Lyre was on the verge of collapse, her magic drained, unable to recover without food.
In the forest, the monsters had changed — no longer just beasts.
They started to exhibit strange behaviors: gathering under moonlight, tearing into their own kind to eat their innards, and whispering in languages not of this world.
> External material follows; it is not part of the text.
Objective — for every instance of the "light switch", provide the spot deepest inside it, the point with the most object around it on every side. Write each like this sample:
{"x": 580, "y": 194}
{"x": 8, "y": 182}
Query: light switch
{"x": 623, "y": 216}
While chasing a wounded monster — hoping for meat — they stepped into an empty clearing.
There, Lioren sat within an ancient magic circle, drawn with dried blood and ash.
All around him lay dozens of monster corpses — not a burn, not a blade wound.
Simply dead.
> Lyre gasped: "He… he doesn't even smell of blood…"
> Gael whispered: "What is that…?"
Lioren didn't look up. Didn't speak.
He whispered to the ground.
And the moment his whisper ended, the surrounding trees withered, rotted, and gave way — revealing a stone door rising from the earth.
Suddenly, monsters swarmed in.
But they weren't like before — they had human faces.
Fellow students, once dead, now warped by darkness — but still with their own voices.
> "Lyre… help us… it's so cold… so cold…"
Gael was forced to fight, though on the brink of collapse.
He burned everything flammable and used wind magic to fuel the fire.
Lyre unleashed wide-range light magic to clear the field.
Lioren remained seated. Unmoving.
Then, one monster looked at Lyre. It didn't attack. It whispered:
> "You are the light… but the light has rotted. Come, vessel. The Abyss is calling…"
When all the monsters were gone — Lioren vanished.
No trace left behind.
That night, neither Gael nor Lyre slept.
Because at sunrise, they would complete the first trial.